Energies = np.loadtxt('energy.dat', skiprows=2, usecols=3)  # usecols=3 (in E_h) or usecols=5 (in eV).
#print(Energies)
Iteration = range(len(Energies))
plt.plot(Iteration[0:], Energies[0:], 'r-o')
plt.xlabel('Iteration')
plt.ylabel('Energy')

## Hydrogen peroxide (H$_2$O$_2$) - further work

Study the effect on the results of one or two of these input parameters: basis set, DFT functional (or use a wavefunction method), inclusion of D3BJ correction, inclusion of CPCM model (water or other solvents). Look at the numbers and try to discuss them (do they change in a sensible way? is comparison with experimental results improved?).

Plot and try to interpret/describe the molecular orbitals. These will be the "canonical" Kohn-Sham orbitals. 
Afterwards, localize the orbitals and re-plot plot them. The localization can be performed with this input file (read the ORCA manual for further information):
```
# - Orbital localization and potential-derived charges
! RHF PBE RI def2-SVP def2/J TightOpt
%loc    LocMet PipekMezey    end
! chelpg
! moread
%moinp "h2o2.dft_opt.gbw"
* xyzfile 0 1 h2o2.dft_opt.xyz
```
Notice that we have read the final geometry and molecular orbitals from the previous calculation from two external files.

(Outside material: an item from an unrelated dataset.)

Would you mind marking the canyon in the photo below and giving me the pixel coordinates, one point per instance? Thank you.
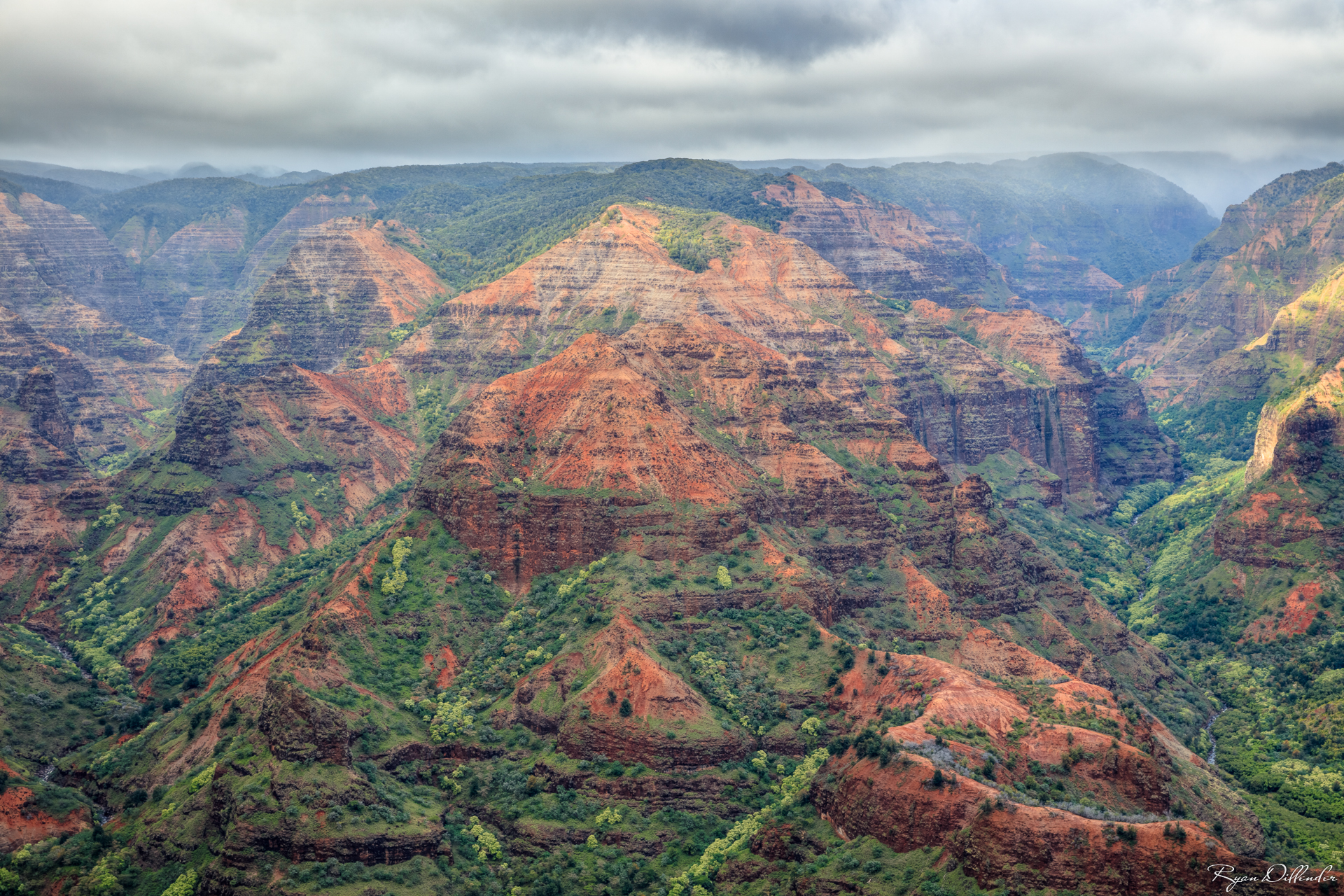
(588, 561)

The `chelpg` keyword in the previous input requests the calculation of potential-derived charges. Compare these charges with those from the Mulliken and the Loewdin population analyses. Write a little Python script which, given a set of charges ($q_i$) and the atomic coordinates ($\mathbf{r}_i$), computes the molecular dipole moment:
\begin{equation*}
 \mathbf{\mu} = \sum_{i=1}^N q_i \mathbf{r}_i
\end{equation*}
How do the dipole moments calculated from these three sets of charges compare with the "exact" one, computed from the full electron density?


## Larger problems

Below are suggestions for larger problem, which could be submitted a part of the end-of-course examination. You may need to read parts of the ORCA manual, in order to perform some of these tasks.

1. Find out how to perform constrained geometry optimizations in ORCA. Re-optimize the geometry under the constraint that the H-O-O-H dihedral remains equal to given value (e.g. 90°). Repeat the calculation at a whole set of values (e.g., from 0° to 180°, in steps of 15°). This task can also be automated as a "potential energy scan" (look for it within the ORCA manual). Collect the results and plot the total energy and any other interesting quantities (e.g., O-O bond length, atomic charges, etc.) as a function of this dihedral angle. Discuss the results.

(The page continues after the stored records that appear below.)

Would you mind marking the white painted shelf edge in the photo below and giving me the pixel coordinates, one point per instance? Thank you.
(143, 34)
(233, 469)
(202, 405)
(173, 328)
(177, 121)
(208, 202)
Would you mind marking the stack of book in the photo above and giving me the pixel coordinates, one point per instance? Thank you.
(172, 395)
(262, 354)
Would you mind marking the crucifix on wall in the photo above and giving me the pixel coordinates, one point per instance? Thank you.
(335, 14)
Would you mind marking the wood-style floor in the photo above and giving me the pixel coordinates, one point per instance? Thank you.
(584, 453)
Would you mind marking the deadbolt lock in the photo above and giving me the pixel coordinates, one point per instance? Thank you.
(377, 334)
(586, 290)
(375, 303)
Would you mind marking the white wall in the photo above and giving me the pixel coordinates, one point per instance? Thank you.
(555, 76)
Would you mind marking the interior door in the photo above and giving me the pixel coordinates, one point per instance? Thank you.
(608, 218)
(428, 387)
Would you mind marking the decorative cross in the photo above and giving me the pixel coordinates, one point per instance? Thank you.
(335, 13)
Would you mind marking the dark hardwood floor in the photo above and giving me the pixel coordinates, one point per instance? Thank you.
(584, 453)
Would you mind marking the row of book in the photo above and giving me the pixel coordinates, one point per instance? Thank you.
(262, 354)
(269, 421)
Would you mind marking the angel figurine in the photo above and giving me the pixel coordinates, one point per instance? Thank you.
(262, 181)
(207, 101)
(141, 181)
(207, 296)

2. Construct a new input file with H$_2$O$_2$ surrounded by a reasonable number of water molecules (you can "draw" them using [Avogadro](https://avogadro.cc/)). Re-optimize the geometry, starting from several different initial coordinates. How many local energy minima can you find? Which is the most favourable one? Produce some plots to illustrate these results. Compare the computed properties of H$_2$O$_2$ in this "explicit solvent" with those from the "implicit solvent" calculation (see above).

2. Use the previous methods to study one larger, completely different molecule. For example: diborane, N-methylacetamide, biphenyl, para-nitroanyline, nickel tetracarbonyl, etc.. Find information about the molecule and perform some interesting calculations on it, using the previous methods. Discuss the results.